Brave Enough to Hope

Brave Enough to Hope

“Children are the world’s most valuable resource and its best hope for the future.” ~John F. Kennedy

I attended a baby shower on Saturday. Several dozen women gathered to share the joy of an impending birth.

The mother-to-be is a long-time client and someone I admire and care for.

I spent many weeks making a baby blanket for the wee one; every stitch was woven with love.

The day was sunny and bright, the back yard in which the celebration was held as beautiful as my beaming large-bellied client.

I drove over four hours to join the festivities, and must admit to wondering if it was worth it since many others would be there with many gifts; was my presence necessary? Was it important to attend? I mean, it was only a baby shower, and I could just mail the gift, right?

But I had promised, and I cared, so I went.

~          ~          ~          ~          ~          ~

I have of late noticed a downturn in my usual optimistic self.

You know, the state of the world and all: the war, the pandemic, the politics… blah, blah, blah.

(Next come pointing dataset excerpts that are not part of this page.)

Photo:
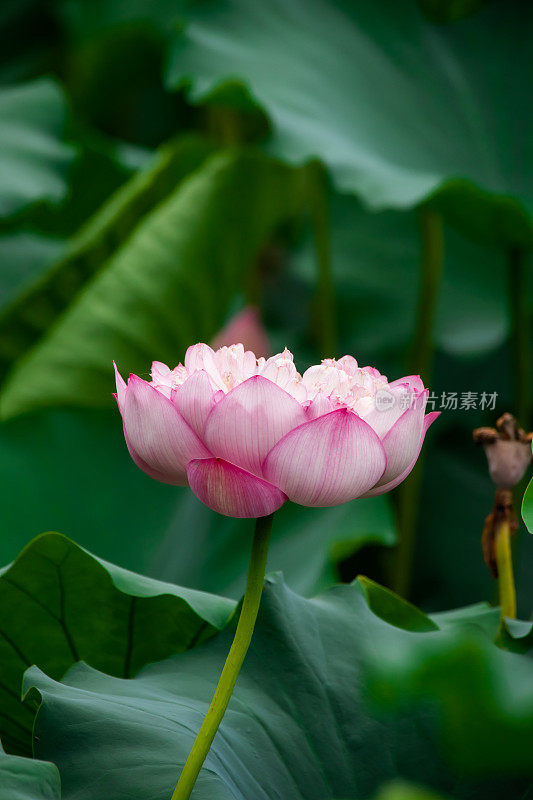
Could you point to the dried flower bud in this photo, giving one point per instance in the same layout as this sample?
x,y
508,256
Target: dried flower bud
x,y
508,450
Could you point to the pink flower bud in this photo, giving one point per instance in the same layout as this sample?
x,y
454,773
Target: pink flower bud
x,y
245,327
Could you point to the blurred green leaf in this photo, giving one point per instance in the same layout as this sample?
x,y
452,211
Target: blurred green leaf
x,y
393,609
400,110
59,605
33,158
170,284
376,265
29,315
299,724
515,635
23,256
26,779
398,790
450,10
480,615
212,552
483,695
71,472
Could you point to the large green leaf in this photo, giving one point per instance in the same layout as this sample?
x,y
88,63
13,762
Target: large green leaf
x,y
169,285
25,779
33,157
399,109
31,311
60,604
71,472
300,724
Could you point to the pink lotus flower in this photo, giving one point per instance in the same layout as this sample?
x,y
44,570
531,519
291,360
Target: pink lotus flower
x,y
247,434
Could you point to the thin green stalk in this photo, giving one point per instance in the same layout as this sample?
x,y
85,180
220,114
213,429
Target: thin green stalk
x,y
506,588
234,661
420,362
520,334
325,300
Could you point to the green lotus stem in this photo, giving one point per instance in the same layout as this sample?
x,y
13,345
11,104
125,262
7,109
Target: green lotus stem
x,y
325,299
420,362
234,661
521,334
504,560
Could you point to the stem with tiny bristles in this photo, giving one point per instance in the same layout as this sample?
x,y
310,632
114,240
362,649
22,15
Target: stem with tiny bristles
x,y
504,558
234,661
420,362
325,300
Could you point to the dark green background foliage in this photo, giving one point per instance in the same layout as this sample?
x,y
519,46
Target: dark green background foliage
x,y
162,165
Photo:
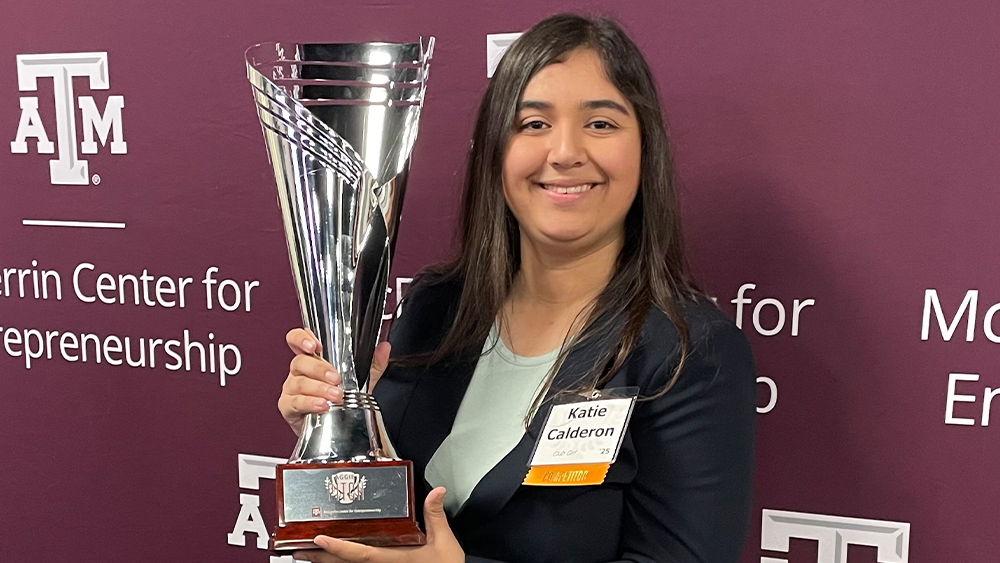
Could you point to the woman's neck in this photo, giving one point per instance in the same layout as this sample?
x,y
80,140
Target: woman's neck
x,y
557,279
552,288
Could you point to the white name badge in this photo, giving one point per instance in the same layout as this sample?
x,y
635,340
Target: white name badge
x,y
581,438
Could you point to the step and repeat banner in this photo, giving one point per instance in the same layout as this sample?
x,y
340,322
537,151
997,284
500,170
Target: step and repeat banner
x,y
839,164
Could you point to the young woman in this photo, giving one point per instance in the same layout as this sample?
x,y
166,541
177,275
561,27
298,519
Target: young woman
x,y
569,277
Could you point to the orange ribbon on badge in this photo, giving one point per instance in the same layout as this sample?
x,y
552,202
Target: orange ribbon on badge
x,y
565,475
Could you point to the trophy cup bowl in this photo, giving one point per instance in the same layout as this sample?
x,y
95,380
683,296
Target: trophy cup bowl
x,y
339,122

A divided globe with a bifurcated species: If humanity were a stock, I’d be selling.

But being with a bunch of ladies on a brilliant afternoon—many of them already mothers, others hoping to be one day—full of nothing but goodwill and hope for the future, restored my spirits quite unexpectedly.

These people were giddy with hope and gratitude.

I met a lovely woman, a cancer patient, the mother of my client, whose pregnancy had sustained her while she went through surgery and chemo treatments, clinging to her determination to become a first-time grandmother and hold that child.

And another pregnant woman, and a couple of young moms holding their months-old infants, and several other twenty-somethings thinking about having a child.

Each mother there has a story of hardship and loss, I’m sure—all mothers do.

But resilience, it seems, is in our blood, and courage in our veins, when it comes to our babies.

Such a simple set of glories on a Saturday afternoon: vibrant green grass, a warm sunny sky, a slight breeze, smiling faces, kids cooing, the sound of laughter.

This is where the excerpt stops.